Tindora and chana masala is one of those amazing and tasty dishes that would truly refresh your palates and ask for more. Tindora is also known as Dondakaya in Telugu, Kundru in Hindi, Parwal in Marathi and Ivy gourd in English.
Tindora fry or Dondakaya vepudu is one of the popular side dishes that is made regularly in most of Indian household. It’s a very tasty and crispy fry dish. The same is the Tindora with chana dal is not a fry but a thick gravy dish that goes well with chapatti or roti.
Tindora or Ivy gourd grows in dense blankets that shade other plants from sunlight and high-jacking nutrients. Native to tropical Africa and Asia, it was introduced to Hawai’i as a back yard food crop. It is sometimes tolerated along garden fences and other outdoor features because of its attractive white flowers. The vegetable is cut horizontally in form of round slices or vertically in four stripes before cooking. Cut pieces are sautéed, spiced and cooked for consumption. There are some curry recipes for the vegetable.

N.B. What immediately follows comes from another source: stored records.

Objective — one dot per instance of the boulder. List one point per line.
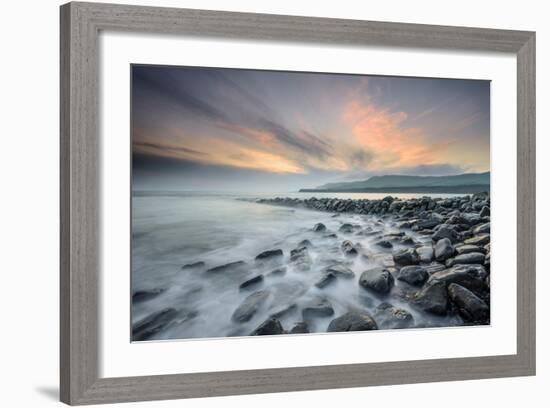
(384, 244)
(377, 279)
(230, 267)
(154, 323)
(471, 308)
(406, 257)
(389, 317)
(469, 258)
(485, 212)
(432, 298)
(478, 240)
(471, 277)
(413, 274)
(340, 270)
(250, 306)
(284, 311)
(466, 249)
(482, 229)
(326, 279)
(300, 257)
(278, 271)
(434, 267)
(443, 250)
(300, 327)
(194, 265)
(306, 242)
(270, 327)
(346, 228)
(319, 307)
(251, 282)
(349, 249)
(446, 231)
(352, 321)
(319, 227)
(274, 253)
(147, 294)
(425, 254)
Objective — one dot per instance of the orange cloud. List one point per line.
(381, 133)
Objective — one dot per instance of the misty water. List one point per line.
(170, 230)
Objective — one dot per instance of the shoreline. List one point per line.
(411, 262)
(459, 189)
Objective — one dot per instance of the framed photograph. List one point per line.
(260, 203)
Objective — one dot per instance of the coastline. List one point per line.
(415, 262)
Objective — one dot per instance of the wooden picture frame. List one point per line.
(80, 158)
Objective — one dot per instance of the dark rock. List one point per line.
(340, 270)
(195, 265)
(306, 243)
(485, 212)
(389, 317)
(384, 244)
(346, 228)
(352, 321)
(482, 229)
(251, 282)
(326, 279)
(413, 275)
(443, 250)
(250, 306)
(434, 267)
(144, 295)
(471, 277)
(232, 266)
(446, 231)
(428, 223)
(278, 271)
(319, 307)
(405, 224)
(300, 257)
(425, 254)
(378, 279)
(466, 249)
(408, 241)
(319, 227)
(482, 239)
(153, 324)
(469, 258)
(284, 311)
(270, 327)
(432, 298)
(300, 327)
(406, 257)
(470, 307)
(274, 253)
(349, 249)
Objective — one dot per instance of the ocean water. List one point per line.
(170, 230)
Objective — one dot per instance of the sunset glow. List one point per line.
(320, 127)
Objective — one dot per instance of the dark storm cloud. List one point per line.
(163, 147)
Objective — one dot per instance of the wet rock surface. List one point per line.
(352, 321)
(364, 265)
(379, 280)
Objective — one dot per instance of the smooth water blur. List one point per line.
(174, 229)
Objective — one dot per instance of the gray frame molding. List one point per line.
(80, 26)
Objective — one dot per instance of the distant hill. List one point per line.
(395, 183)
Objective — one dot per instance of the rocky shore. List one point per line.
(409, 262)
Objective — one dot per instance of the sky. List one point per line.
(213, 129)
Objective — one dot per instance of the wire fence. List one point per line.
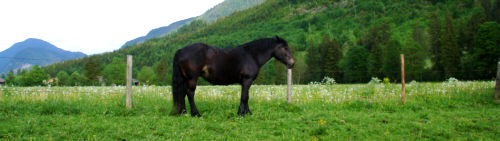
(336, 93)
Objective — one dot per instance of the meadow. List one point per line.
(453, 110)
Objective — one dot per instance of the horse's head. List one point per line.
(282, 53)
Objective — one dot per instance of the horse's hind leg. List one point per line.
(244, 108)
(190, 93)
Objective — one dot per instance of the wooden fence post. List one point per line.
(289, 93)
(129, 82)
(403, 78)
(497, 85)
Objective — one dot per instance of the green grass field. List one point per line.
(433, 111)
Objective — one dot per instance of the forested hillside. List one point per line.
(350, 41)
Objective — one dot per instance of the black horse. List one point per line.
(223, 67)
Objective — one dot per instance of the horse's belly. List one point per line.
(221, 80)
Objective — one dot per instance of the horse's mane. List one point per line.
(259, 44)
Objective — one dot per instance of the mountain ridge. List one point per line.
(33, 51)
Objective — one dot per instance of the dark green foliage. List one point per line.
(487, 49)
(313, 64)
(77, 79)
(373, 42)
(160, 69)
(92, 70)
(450, 52)
(35, 77)
(10, 79)
(414, 61)
(391, 60)
(146, 75)
(355, 64)
(281, 71)
(414, 24)
(115, 72)
(435, 36)
(331, 57)
(63, 79)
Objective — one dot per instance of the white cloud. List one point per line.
(90, 26)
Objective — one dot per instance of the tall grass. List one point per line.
(452, 110)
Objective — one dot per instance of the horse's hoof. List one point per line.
(196, 114)
(244, 113)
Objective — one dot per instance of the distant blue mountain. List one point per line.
(158, 32)
(31, 52)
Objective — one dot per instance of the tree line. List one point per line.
(350, 41)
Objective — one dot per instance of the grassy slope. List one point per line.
(433, 111)
(300, 22)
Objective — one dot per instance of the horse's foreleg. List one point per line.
(244, 109)
(190, 93)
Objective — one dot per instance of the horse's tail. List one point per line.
(179, 87)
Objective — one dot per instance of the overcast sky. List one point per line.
(90, 26)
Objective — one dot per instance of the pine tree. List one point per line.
(92, 70)
(373, 41)
(435, 36)
(115, 72)
(487, 49)
(391, 64)
(332, 58)
(160, 69)
(355, 65)
(146, 75)
(450, 50)
(63, 78)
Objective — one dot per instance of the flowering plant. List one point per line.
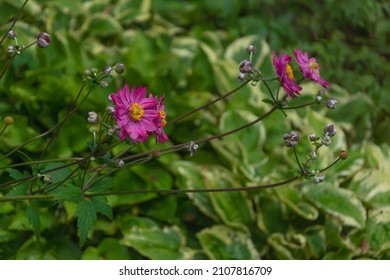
(231, 158)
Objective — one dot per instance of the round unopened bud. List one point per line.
(251, 49)
(110, 110)
(331, 103)
(245, 66)
(321, 92)
(12, 50)
(119, 68)
(242, 76)
(120, 163)
(92, 117)
(291, 139)
(12, 34)
(9, 120)
(319, 178)
(313, 137)
(47, 179)
(330, 130)
(107, 70)
(103, 84)
(43, 40)
(313, 155)
(326, 140)
(343, 155)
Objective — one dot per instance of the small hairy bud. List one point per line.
(251, 49)
(12, 34)
(43, 40)
(119, 68)
(291, 139)
(107, 70)
(12, 50)
(331, 103)
(92, 117)
(9, 120)
(343, 155)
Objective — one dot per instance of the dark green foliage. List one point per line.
(189, 51)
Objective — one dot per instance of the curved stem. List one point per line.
(297, 160)
(13, 23)
(208, 104)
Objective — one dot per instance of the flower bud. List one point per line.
(103, 84)
(43, 40)
(119, 68)
(321, 92)
(330, 130)
(331, 103)
(291, 139)
(9, 120)
(193, 147)
(12, 50)
(120, 163)
(107, 70)
(110, 110)
(47, 179)
(92, 117)
(319, 178)
(12, 34)
(343, 155)
(245, 66)
(242, 76)
(251, 49)
(326, 140)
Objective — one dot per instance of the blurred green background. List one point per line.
(189, 51)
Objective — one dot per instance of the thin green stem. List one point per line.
(72, 109)
(4, 128)
(13, 23)
(300, 106)
(297, 160)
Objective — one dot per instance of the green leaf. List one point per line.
(21, 189)
(34, 220)
(242, 213)
(156, 243)
(293, 199)
(223, 243)
(86, 217)
(378, 229)
(102, 185)
(101, 206)
(68, 192)
(101, 25)
(338, 202)
(189, 176)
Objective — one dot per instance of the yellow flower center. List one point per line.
(289, 72)
(313, 66)
(136, 112)
(163, 118)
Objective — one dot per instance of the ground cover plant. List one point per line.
(194, 130)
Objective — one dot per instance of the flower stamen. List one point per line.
(136, 112)
(289, 72)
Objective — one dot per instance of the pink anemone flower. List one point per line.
(310, 68)
(285, 74)
(136, 115)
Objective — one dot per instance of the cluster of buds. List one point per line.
(43, 41)
(245, 67)
(329, 102)
(104, 77)
(291, 139)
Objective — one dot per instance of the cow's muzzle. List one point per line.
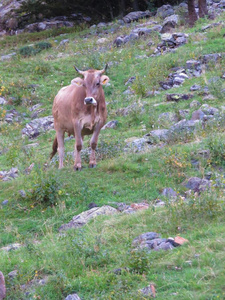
(90, 101)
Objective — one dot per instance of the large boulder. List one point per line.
(165, 11)
(81, 219)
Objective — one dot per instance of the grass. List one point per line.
(83, 260)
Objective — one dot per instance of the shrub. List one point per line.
(46, 189)
(216, 145)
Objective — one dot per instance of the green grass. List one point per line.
(83, 260)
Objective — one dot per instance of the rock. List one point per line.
(2, 286)
(209, 110)
(158, 134)
(169, 193)
(5, 202)
(170, 23)
(184, 113)
(197, 115)
(64, 42)
(11, 247)
(139, 206)
(213, 57)
(8, 56)
(195, 103)
(136, 15)
(130, 80)
(148, 236)
(165, 11)
(8, 175)
(197, 184)
(37, 126)
(101, 41)
(148, 291)
(118, 41)
(178, 97)
(111, 124)
(2, 101)
(168, 117)
(138, 145)
(195, 87)
(13, 274)
(81, 219)
(72, 297)
(164, 246)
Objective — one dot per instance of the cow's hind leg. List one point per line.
(60, 140)
(93, 144)
(78, 147)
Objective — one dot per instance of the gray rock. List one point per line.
(137, 145)
(164, 246)
(178, 97)
(2, 101)
(197, 115)
(5, 202)
(8, 56)
(136, 15)
(81, 219)
(148, 236)
(168, 117)
(11, 247)
(111, 124)
(38, 126)
(72, 297)
(165, 11)
(184, 113)
(213, 57)
(148, 291)
(195, 103)
(169, 193)
(195, 87)
(209, 110)
(197, 184)
(170, 23)
(9, 175)
(158, 134)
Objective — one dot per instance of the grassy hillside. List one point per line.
(84, 260)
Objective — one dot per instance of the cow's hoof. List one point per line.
(77, 168)
(92, 165)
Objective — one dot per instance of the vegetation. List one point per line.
(84, 260)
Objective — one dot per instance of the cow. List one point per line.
(79, 109)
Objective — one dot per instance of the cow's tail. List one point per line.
(54, 148)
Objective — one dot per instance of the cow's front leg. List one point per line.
(93, 144)
(78, 147)
(60, 141)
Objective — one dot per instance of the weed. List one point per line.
(216, 145)
(45, 189)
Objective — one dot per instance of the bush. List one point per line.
(46, 189)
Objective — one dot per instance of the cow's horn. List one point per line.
(103, 70)
(78, 71)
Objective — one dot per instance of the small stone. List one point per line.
(5, 202)
(169, 193)
(13, 274)
(72, 297)
(148, 291)
(195, 103)
(110, 124)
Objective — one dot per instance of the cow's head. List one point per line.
(92, 83)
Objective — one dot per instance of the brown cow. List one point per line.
(79, 109)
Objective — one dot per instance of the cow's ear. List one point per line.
(104, 79)
(77, 81)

Tindora Chana dal is a curry prepared by using Tindora with Chana dal (Chickpea splitted seeds). Among the natives this preparation is popular for its delicious taste but the traditional healers are aware of its health benefits. According to them this preparation is especially useful for the patients having diabetes. It is also useful in biliousness and diseases of blood. During fever the use of this preparation with meals, helps in reducing the high temperature. Normally this vegetable was not given much importance saying that it causes dullness of the brain hence many neglected eating this vegetable, but now has got the importance due to its numerous medicinal benefits. Today a variety of recipe are prepared with this vegetable that includes the Tindora fry, tindora chutney, stuffed tindora and also used in making the sambar. This vegetable is commonly eaten in Indian cuisine. Natives of Thailand, Indonesia, and other south East Asian countries also consume the fruit and leaves. Cultivation of ivy gourd in home gardens has been encouraged in Thailand due to its being a good source of several micronutrients, including vitamins A and C.
Chana dal is a bean that comes from India, where they appreciate it very much. This bean looks just like yellow split peas, but is quite different because it doesn’t readily boil down to mush. It’s more closely related to garbanzo beans, or chickpeas. The differences are that chana dal is younger, smaller, split, sweeter, and has a much lower glycemic index. Chana dal has now become a regular staple in many household. The fiber in chana dal also help control cholesterol levels and promote a healthy digestive tract. Chickpeas are a good source of fiber, which has cholesterol-lowering benefits. Their high fiber content also prevents blood sugar levels from rising too rapidly, so they’re an especially good choice for folks with diabetes, insulin resistance or hypoglycemia. And when combined with whole grains like rice, chickpeas provide virtually fat-free high-quality protein. They’re cheap, too. Really, no downside to these puppies – so eat up!
For preparing this dish, firstly take the chana dal and boil it with enough water. The chana dal should be cooked but not mashy. Put the oil in the pan and once heated add whole red chillies and mustard seeds. When the seeds crackle add cumin seeds then add the crushed garlic and saute for few seconds, add the onions and little salt. When the onions are slightly cooked add the hing and turmeric, add the curry leaves. Then add the tomatoes, red chilli powder, coriander powder mix it and add the cut tindoras to it. Add some water and salt to it. Cover the pan and let it cook till the tomatoes and tindoras 15 mins. When cooked add the cooked chana dal with its water. Add pinch of fennel powder and the garam masala. Add the butter and let it cook for another 10 to 15 mins till everything is cooked and mixed well. The dal should not be too thin or too thick but of saucy consistency. When cooked check seasonings and garnish it with coriander.
This is a dish very delicious to taste and served with roti or rice. Do prepare this dish and get all the nutritional benefits of it. View the making of this dish at:
This humble vegetable, so far met at the dining table with indifference, may now find new respect, even among picky palates. That’s because new research shows that consuming 50 grams of kundru daily can help keep your blood sugar under check. Tindora contains a fabulous mix of complex carbohydrates, fibre, and a vast array of B vitamins and minerals. It is quite a valuable source of nutrients.